Male hypogonadism (Low Testosterone)

What is male hypogonadism?
Testosterone is the primary male hormone that is produced by the testes and is responsible for the male secondary sex characteristics, such as facial and body hair, pubic hair, muscle mass, and deepening of the voice. Testosterone is also responsible for maintaining normal sexual function (sex drive and erections)and fertility (sperm production). Hypogonadism results when testosterone levels fall below the normal range either due to lack of testicular stimulation by pituitary hormones or due to intrinsic testicular problems. Hypogonadism becomes more common as you get older.

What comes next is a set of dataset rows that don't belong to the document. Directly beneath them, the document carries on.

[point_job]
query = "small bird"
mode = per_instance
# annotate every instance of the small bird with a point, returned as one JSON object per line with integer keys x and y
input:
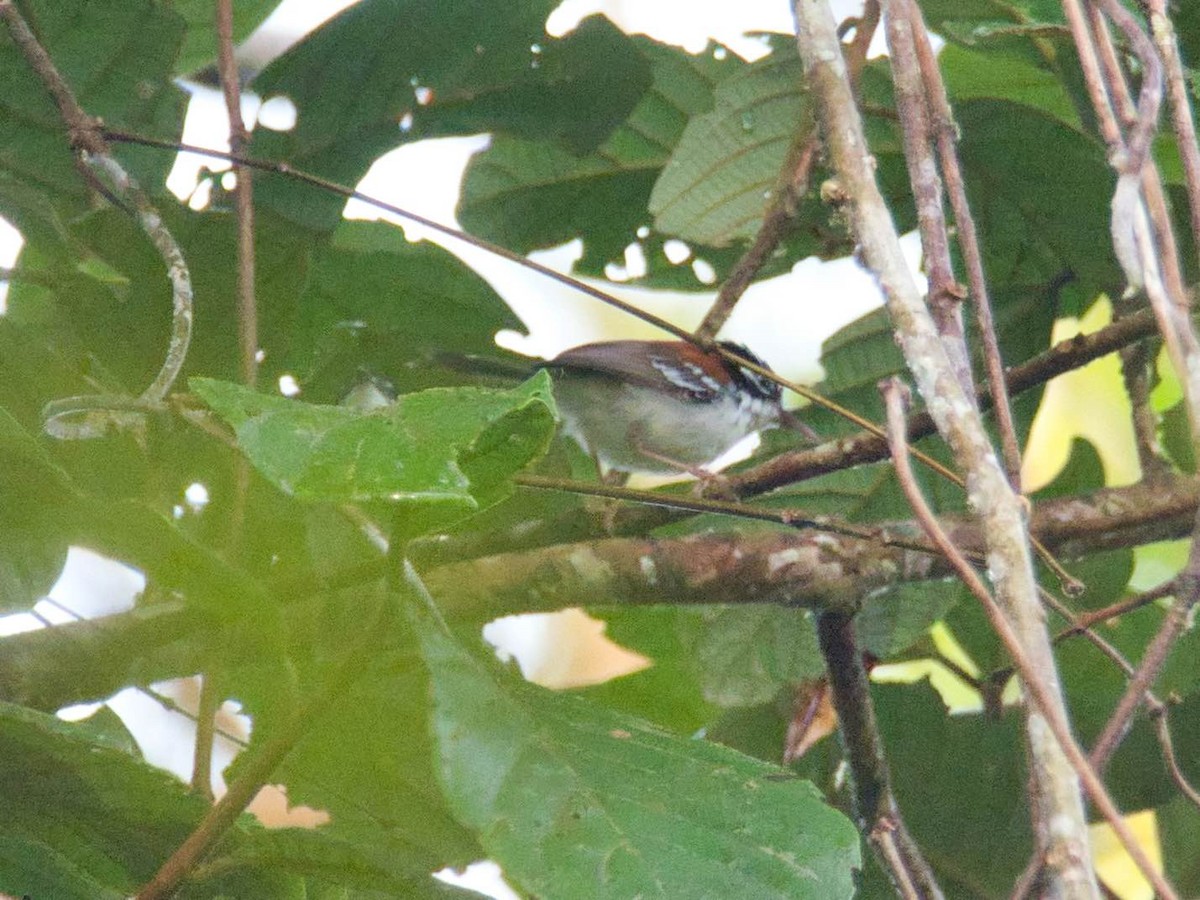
{"x": 661, "y": 407}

What are the symptoms of hypogonadism?
• Low sex drive/loss of interest in sex
• Difficulty getting and keeping an erection
• Infertility
• Hot flushes, sweating
• Loss of hair
• Decreased muscle bulk and /or strength
• Fatigue
• Depressed mood

What causes male hypogonadism?
Male hypogonadism can be either primary (problem within the testes) or secondary (resulting from lack of stimulation of the testes due to defective pituitary or hypothalamic function).
Common causes for primary hypogonadism include:
• Genetic conditions such as Klinefelter syndrome
• Testicular infection (mumps] or injury (trauma, castration, radiation, or chemotherapy)
Common causes for secondary hypogonadism include:
• Pituitary or hypothalamic tumors or diseases
• High prolactin levels
• Rare genetic conditions such as IHH/KS (see above)
• Medications such as opiate pain medications
In some cases, the cause could be multi-factorial and can involve both primary and secondary mechanisms.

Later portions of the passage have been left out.